Wenn das Treffen wirklich schön war, lohnt es sich vielleicht gleich ein weiteres auszumachen oder Nummern auszutauschen. Wenn beide authentisch waren, sind die Empfindungen vermutlich ähnlich. Es kann auch vorkommen, dass das erste Date super und das zweite eine Katastrophe ist oder umgekehrt. Ich glaube, dass es wichtig ist, hier deiner Intuition zu folgen und ein weiteres Treffen nicht von dem Wunsch des anderen abhängig zu machen. Das A und O ist einfach, dass du dich mit jeder deiner Handlungen wohl fühlst und deine zeitlichen und emotionalen Ressourcen Menschen zugestehst, die dir ein gutes Gefühl geben.
Daten ist ein Spiel mit sehr gemischten Karten, manchmal wird’s schön, manchmal recht unangenehm, aber ohne Treffen lernt frau eben niemanden kennen. Ich hatte jetzt wieder ein paar Flops, so ist es halt, trotzdem mach ich weiter und seh das Ganze mit einer ordentlichen Portion Humor.
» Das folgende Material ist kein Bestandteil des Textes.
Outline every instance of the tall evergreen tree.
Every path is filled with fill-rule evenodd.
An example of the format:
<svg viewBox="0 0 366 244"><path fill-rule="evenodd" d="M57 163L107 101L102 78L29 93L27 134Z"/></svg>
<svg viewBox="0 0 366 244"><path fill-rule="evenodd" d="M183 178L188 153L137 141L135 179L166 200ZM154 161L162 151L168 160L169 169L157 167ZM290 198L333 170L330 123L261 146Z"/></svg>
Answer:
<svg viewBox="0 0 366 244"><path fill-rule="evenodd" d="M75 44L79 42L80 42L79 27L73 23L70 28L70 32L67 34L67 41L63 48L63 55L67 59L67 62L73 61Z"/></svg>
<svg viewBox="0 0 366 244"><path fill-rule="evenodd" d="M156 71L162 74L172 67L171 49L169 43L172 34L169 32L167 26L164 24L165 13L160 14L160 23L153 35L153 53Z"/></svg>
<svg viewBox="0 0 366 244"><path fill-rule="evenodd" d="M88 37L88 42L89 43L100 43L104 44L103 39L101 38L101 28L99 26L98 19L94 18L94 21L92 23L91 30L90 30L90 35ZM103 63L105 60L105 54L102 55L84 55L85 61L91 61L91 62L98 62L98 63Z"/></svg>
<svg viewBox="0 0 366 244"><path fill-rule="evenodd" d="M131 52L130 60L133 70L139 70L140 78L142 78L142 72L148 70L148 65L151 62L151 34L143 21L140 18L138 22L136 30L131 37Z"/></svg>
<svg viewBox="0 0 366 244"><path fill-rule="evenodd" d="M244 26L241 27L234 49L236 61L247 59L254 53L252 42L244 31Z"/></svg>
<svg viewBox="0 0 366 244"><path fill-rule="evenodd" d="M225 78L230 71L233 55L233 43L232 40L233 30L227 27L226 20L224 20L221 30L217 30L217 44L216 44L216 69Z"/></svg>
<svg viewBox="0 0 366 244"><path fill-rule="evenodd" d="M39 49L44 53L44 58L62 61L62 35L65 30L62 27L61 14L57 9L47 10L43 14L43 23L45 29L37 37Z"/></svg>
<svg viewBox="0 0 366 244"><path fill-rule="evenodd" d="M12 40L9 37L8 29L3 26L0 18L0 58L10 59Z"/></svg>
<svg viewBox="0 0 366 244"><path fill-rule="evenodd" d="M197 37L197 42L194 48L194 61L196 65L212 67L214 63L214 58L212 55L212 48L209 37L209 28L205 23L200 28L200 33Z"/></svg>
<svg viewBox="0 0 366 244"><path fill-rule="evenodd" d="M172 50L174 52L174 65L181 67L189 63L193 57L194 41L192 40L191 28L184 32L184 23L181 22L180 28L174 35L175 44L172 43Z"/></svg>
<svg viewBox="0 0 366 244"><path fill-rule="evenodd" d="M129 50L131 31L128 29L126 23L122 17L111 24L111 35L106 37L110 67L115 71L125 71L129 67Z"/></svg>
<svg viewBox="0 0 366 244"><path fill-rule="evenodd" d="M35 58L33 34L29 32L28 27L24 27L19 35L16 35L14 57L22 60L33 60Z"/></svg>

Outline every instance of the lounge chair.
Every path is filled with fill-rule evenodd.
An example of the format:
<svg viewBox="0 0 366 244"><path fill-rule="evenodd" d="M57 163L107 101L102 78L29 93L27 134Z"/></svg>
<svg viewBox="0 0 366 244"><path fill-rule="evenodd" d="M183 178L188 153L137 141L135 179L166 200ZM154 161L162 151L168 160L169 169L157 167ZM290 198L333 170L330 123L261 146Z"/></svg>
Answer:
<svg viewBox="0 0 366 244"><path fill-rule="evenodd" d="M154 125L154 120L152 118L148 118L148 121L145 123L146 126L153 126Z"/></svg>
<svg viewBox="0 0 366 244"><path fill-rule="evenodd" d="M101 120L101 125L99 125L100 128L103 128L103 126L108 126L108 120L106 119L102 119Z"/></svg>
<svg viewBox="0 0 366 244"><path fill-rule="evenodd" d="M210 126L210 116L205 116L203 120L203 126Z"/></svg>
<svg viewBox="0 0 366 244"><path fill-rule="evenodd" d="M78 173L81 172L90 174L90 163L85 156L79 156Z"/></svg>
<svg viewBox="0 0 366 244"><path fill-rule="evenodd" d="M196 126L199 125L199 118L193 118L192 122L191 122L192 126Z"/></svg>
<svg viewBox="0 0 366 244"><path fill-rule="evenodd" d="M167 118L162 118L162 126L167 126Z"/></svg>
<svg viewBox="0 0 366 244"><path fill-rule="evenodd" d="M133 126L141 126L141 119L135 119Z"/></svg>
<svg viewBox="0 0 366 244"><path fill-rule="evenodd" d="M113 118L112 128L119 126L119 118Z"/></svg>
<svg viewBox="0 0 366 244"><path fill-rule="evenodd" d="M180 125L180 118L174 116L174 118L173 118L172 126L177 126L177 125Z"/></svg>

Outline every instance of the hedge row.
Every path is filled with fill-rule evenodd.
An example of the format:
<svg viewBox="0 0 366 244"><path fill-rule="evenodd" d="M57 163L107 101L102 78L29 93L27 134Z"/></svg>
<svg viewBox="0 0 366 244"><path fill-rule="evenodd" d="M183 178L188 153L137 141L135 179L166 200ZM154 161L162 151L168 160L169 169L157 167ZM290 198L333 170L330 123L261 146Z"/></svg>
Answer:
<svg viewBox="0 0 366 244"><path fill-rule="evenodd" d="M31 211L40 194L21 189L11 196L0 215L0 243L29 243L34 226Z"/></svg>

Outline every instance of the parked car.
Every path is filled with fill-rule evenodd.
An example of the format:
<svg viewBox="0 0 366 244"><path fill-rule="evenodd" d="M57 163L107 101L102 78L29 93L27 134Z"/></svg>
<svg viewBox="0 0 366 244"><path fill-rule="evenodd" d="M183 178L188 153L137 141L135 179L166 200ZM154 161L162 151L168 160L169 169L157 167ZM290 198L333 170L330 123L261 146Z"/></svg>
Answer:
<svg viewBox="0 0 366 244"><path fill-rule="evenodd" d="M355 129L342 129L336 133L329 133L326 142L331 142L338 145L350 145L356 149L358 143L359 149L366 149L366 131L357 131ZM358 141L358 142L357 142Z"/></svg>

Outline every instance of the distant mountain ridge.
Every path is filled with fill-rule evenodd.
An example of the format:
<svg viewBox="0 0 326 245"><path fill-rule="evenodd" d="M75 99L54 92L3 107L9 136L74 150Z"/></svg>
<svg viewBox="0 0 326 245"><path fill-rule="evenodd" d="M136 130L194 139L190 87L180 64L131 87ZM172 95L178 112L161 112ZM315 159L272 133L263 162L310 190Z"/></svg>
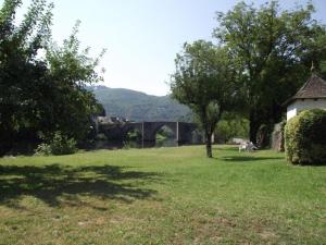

Im Moment sitze ich am Feiertag auf meinem Balkon, die Sonne scheint auf meine Füße, es ist kurz nach Mittag und ich hab mir einen London Mule gemacht, weil das Leben schön ist und ich als Single häppipäppi bin. Drei meiner Hauptschulfreundinnen haben dieses Wochenende geheiratet, ich muss mich mit Dates herumschlagen, so ist es halt und so wird es vermutlich auch noch einige Zeit bleiben. Das ist bittersüß, aber es wird immer süßer, weil ich immer noch mehr bei und mit mir bin.